A relativistic proton has a momentum of 1.0×10^-17 kg ∙ m/s and a rest energy of 0.15 nJ. What is the kinetic energy of
this proton? (c = 3.00 × 108 m/s, mass of proton = 1.67 × 10-27 kg)
To find the kinetic energy of a relativistic proton, we need to use the equation for relativistic kinetic energy:
K = (γ - 1) * mc^2
where K is the kinetic energy, γ is the Lorentz factor, m is the rest mass, and c is the speed of light.

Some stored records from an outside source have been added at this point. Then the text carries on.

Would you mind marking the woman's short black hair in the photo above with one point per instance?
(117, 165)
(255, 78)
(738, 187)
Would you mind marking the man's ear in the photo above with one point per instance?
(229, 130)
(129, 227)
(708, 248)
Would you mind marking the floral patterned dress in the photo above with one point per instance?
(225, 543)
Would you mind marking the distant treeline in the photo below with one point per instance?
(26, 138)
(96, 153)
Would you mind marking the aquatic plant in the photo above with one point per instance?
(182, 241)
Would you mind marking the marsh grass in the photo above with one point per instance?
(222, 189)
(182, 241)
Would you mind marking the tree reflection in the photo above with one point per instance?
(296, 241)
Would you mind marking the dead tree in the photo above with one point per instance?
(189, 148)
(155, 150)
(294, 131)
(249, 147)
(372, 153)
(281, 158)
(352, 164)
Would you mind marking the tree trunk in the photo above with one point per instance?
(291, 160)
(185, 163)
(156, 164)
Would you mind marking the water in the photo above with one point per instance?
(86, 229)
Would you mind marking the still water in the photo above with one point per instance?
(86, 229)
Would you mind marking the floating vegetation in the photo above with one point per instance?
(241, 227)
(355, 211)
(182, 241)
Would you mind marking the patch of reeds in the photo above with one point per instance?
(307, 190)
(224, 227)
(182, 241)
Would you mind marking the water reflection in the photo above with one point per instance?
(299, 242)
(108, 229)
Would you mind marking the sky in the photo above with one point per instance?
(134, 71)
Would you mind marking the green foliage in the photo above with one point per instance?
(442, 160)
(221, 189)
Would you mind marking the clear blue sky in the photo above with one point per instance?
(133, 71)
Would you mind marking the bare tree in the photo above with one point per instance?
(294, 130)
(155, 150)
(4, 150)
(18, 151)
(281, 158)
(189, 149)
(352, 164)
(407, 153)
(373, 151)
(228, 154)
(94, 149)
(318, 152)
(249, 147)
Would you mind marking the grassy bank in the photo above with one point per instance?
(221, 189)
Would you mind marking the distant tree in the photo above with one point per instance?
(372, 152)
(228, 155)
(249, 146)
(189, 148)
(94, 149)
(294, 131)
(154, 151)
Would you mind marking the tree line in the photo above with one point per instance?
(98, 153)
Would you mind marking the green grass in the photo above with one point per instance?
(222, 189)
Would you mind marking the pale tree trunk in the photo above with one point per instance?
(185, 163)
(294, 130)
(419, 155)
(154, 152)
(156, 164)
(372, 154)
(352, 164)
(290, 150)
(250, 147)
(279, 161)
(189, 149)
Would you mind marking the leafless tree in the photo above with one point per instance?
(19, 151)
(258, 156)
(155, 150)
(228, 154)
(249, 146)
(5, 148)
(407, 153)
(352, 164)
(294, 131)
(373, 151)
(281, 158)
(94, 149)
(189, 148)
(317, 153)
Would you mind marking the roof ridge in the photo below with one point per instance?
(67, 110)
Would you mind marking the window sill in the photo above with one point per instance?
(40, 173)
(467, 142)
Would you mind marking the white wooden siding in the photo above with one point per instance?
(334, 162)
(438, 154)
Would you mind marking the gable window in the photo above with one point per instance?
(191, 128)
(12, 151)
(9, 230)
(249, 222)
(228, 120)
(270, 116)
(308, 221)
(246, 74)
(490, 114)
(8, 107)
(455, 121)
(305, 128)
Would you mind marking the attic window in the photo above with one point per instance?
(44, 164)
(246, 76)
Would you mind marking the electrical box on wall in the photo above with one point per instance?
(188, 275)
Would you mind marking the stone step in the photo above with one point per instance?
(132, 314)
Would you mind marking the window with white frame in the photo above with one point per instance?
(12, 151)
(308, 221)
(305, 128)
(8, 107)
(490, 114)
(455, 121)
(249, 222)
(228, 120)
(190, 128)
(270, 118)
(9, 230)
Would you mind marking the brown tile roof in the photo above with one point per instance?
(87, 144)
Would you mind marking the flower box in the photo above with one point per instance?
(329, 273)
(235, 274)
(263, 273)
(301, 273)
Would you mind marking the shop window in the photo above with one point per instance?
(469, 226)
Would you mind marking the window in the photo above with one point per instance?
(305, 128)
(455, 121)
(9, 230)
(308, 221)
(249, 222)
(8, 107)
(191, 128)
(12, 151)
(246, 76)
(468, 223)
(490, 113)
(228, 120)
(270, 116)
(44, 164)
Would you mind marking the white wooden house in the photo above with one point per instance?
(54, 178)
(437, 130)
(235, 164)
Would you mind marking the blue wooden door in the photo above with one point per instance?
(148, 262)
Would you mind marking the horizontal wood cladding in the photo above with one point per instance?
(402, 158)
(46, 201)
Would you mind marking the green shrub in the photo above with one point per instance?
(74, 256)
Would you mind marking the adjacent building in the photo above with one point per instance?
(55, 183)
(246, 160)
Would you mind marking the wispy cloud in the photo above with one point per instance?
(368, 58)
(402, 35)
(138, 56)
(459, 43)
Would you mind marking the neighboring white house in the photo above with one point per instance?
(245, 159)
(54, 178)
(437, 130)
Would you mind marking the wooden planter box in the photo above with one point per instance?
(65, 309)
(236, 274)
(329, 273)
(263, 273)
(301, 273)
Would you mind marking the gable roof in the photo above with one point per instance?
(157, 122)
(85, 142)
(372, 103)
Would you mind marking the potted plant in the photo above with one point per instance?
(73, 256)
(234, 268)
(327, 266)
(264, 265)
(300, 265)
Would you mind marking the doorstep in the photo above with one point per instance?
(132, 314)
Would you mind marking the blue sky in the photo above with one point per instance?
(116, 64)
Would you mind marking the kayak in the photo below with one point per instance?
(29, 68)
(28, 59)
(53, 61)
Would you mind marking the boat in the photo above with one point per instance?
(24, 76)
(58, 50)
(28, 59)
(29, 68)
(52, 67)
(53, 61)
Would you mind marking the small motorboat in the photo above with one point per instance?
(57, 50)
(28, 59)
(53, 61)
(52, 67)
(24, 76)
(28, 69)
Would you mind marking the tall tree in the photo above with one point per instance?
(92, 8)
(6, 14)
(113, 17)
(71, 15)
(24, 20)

First, let's calculate the Lorentz factor γ:
γ = 1 / sqrt(1 - (v^2 / c^2))
where v is the velocity of the proton.
Given:
Momentum (p) = 1.0 × 10^-17 kg ∙ m/s
Rest energy (E_0) = 0.15 nJ = 0.15 × 10^-9 J
Mass of the proton (m) = 1.67 × 10^-27 kg
Speed of light (c) = 3.00 × 10^8 m/s
We can find the velocity (v) of the proton using the momentum formula:
p = mv
Solving for v, we get:
v = p / m
Substituting the given values:
v = (1.0 × 10^-17 kg ∙ m/s) / (1.67 × 10^-27 kg)
Calculating v, we get:
v ≈ 5.988 × 10^9 m/s
Now, we can calculate the Lorentz factor γ:
γ = 1 / sqrt(1 - (v^2 / c^2))
Substituting the values:
γ = 1 / sqrt(1 - ((5.988 × 10^9 m/s)^2 / (3.00 × 10^8 m/s)^2))
Calculating γ, we get:
γ ≈ 109.485
Finally, we can calculate the kinetic energy (K):
K = (γ - 1) * mc^2
Substituting the values:
K = (109.485 - 1) * (1.67 × 10^-27 kg) * (3.00 × 10^8 m/s)^2
Calculating K, we get:
K ≈ 4.77 × 10^-11 J
Therefore, the kinetic energy of the proton is approximately 4.77 × 10^-11 Joules.